Building Pipeline Dashboards

Traditional approach:

  1. "Build a pipeline dashboard showing X, Y, Z"
  2. Wait for completion
  3. Visualizations aren't quite right
  4. Describe changes in detail
  5. Hope it understands

With mid-turn steering:

  1. "Build a pipeline dashboard"
  2. See the chart types being chosen
  3. "Actually, use bar charts for that, not pie"
  4. Watch it switch mid-build
  5. "Add a filter for deal size"
  6. Done with all adjustments in one session

How to Use Mid-Turn Steering

In Codex CLI

# Start a task
codex run "Build a HubSpot integration that syncs new contacts"

# While it's running, type to intervene
> Also add error handling for rate limits
> Skip the logging for now, we'll add that later

In Codex Cloud (Web UI)

The Codex dashboard shows real-time execution. A sidebar lets you:

  • See what the agent is currently doing
  • Type interventions
  • Pause/resume execution
  • Save partial progress

Via API

const session = await codex.createSession({
task: "Build lead enrichment pipeline",
onProgress: (state) => console.log(state),
allowSteering: true
});

// Intervene mid-task
await session.steer("Use Apollo for enrichment instead of Clearbit");

Best Practices for Mid-Turn Steering

1. Let It Start Before Steering

Don't intervene in the first 10 seconds. Let Codex show its approach first—you might learn something.

2. Be Specific with Corrections

❌ "That's not quite right"
✅ "Use percentage instead of raw numbers for the conversion column"

3. Steer Early, Not Late

If you see it going the wrong direction, intervene immediately. Don't wait until it's 80% done.

4. Save Checkpoints

For complex tasks, tell Codex to checkpoint progress: "After each major step, commit and show me the current state"
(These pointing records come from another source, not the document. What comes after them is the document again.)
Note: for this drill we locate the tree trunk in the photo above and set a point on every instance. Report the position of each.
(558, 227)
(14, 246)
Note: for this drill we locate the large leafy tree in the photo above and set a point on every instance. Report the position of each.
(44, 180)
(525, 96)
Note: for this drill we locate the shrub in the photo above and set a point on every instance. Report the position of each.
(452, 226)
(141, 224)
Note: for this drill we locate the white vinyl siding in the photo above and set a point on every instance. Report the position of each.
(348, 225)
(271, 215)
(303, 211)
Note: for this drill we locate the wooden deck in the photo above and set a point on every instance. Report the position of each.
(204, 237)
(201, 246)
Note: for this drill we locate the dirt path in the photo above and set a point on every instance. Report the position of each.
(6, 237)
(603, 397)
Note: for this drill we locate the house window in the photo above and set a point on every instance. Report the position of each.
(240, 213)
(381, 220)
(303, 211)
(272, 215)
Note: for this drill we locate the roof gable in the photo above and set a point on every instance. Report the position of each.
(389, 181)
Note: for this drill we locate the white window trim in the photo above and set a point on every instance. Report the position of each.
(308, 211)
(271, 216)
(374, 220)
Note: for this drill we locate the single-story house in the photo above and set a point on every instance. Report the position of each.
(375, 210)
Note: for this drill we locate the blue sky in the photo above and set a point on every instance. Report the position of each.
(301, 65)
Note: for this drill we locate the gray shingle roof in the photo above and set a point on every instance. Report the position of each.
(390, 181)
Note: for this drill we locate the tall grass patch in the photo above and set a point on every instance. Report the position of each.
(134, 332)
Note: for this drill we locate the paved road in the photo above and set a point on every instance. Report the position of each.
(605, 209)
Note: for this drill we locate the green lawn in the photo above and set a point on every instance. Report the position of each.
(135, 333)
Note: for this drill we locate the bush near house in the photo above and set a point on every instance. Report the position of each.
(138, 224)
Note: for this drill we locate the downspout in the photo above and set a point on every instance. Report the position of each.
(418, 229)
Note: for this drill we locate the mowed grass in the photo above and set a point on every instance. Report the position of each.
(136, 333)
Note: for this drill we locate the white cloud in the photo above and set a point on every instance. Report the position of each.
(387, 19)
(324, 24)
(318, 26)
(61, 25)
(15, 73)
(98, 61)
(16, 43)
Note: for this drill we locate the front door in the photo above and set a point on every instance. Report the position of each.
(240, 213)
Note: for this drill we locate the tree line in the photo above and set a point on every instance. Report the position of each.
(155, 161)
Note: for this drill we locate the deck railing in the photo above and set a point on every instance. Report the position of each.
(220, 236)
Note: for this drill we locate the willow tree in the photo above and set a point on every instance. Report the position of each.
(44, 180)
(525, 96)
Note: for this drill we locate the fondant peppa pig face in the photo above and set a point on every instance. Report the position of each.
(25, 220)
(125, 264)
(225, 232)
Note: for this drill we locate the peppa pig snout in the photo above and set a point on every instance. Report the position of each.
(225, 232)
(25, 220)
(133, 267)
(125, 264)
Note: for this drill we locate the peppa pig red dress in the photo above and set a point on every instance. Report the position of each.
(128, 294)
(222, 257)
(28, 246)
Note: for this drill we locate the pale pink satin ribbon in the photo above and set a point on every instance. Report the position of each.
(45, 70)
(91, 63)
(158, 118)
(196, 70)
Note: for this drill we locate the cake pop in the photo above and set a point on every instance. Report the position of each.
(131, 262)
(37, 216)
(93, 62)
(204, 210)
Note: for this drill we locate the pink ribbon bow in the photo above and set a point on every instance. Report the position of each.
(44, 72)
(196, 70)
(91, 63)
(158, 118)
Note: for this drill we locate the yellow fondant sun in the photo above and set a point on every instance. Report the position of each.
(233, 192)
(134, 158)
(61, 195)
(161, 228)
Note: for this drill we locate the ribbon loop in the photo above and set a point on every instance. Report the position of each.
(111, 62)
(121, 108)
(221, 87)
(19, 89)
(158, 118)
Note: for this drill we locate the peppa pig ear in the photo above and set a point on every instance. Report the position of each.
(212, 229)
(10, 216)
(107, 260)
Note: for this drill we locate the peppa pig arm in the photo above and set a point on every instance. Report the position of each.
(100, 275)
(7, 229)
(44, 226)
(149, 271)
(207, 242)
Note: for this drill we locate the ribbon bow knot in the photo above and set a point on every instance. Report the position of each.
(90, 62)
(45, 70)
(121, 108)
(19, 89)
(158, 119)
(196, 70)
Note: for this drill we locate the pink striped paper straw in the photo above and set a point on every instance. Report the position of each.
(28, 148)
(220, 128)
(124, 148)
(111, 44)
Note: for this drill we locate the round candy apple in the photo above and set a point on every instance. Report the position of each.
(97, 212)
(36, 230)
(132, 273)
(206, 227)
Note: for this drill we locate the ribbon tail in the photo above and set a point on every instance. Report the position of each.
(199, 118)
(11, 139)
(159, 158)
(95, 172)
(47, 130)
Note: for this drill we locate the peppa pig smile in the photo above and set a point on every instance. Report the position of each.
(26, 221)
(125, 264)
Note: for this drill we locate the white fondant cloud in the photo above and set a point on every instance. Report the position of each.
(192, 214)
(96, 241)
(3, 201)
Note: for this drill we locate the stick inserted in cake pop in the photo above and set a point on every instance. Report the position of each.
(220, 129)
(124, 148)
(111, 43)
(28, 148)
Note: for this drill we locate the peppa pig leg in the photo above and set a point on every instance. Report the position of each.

This lets you roll back if steering doesn't work.

5. Don't Over-Steer

Every intervention has overhead. If you're steering every 30 seconds, your initial prompt probably wasn't clear enough.

Mid-Turn Steering vs. Other Approaches

ApproachProCon
Single promptFast for simple tasksNo correction possible
Chain of promptsMore controlContext lost between prompts
Agent loopsAutonomousHard to intervene
Mid-turn steeringBest of both worldsRequires Codex

Mid-turn steering gives you the autonomy of agents with the control of manual prompting.

Real Example: Building a Competitor Alert System

Here's a real session transcript (abbreviated):

Me: Build a system that alerts me when competitors publish new content

Codex: Starting. I'll:
1. Set up RSS feeds for competitor blogs
2. Create a daily digest
3. Send via email

Setting up RSS parser...

Me: Actually, send via Slack not email

Codex: Switching to Slack webhook...
Setting up #competitor-intel channel post...

Me: Also check their Twitter, not just blogs

Codex: Adding Twitter API integration...
Will monitor @Warmly_AI, @CommonRoom...

Me: Add @6sense too

Codex: Added. Continuing with alert formatting...

[5 minutes later]

Codex: Done. System checks hourly, posts to #competitor-intel
when new content detected.

That would have been 3-4 restarts without mid-turn steering.

Limitations to Know

1. Not All Tasks Support Steering

Some operations (like API calls mid-flight) can't be interrupted. Codex will tell you when steering isn't possible.

2. Token Cost Still Applies

Steering doesn't reduce total tokens—it just uses them more efficiently.

3. Requires Real-Time Attention

If you're not watching, you can't steer. For hands-off automation, traditional approaches might be better.

The Bottom Line

Mid-turn steering is Codex's competitive moat for complex GTM automation. It transforms AI from "prompt and pray" to "collaborative building."

For teams building:

  • Custom integrations
  • Complex workflows
  • Multi-step automation

This feature alone justifies using Codex over alternatives.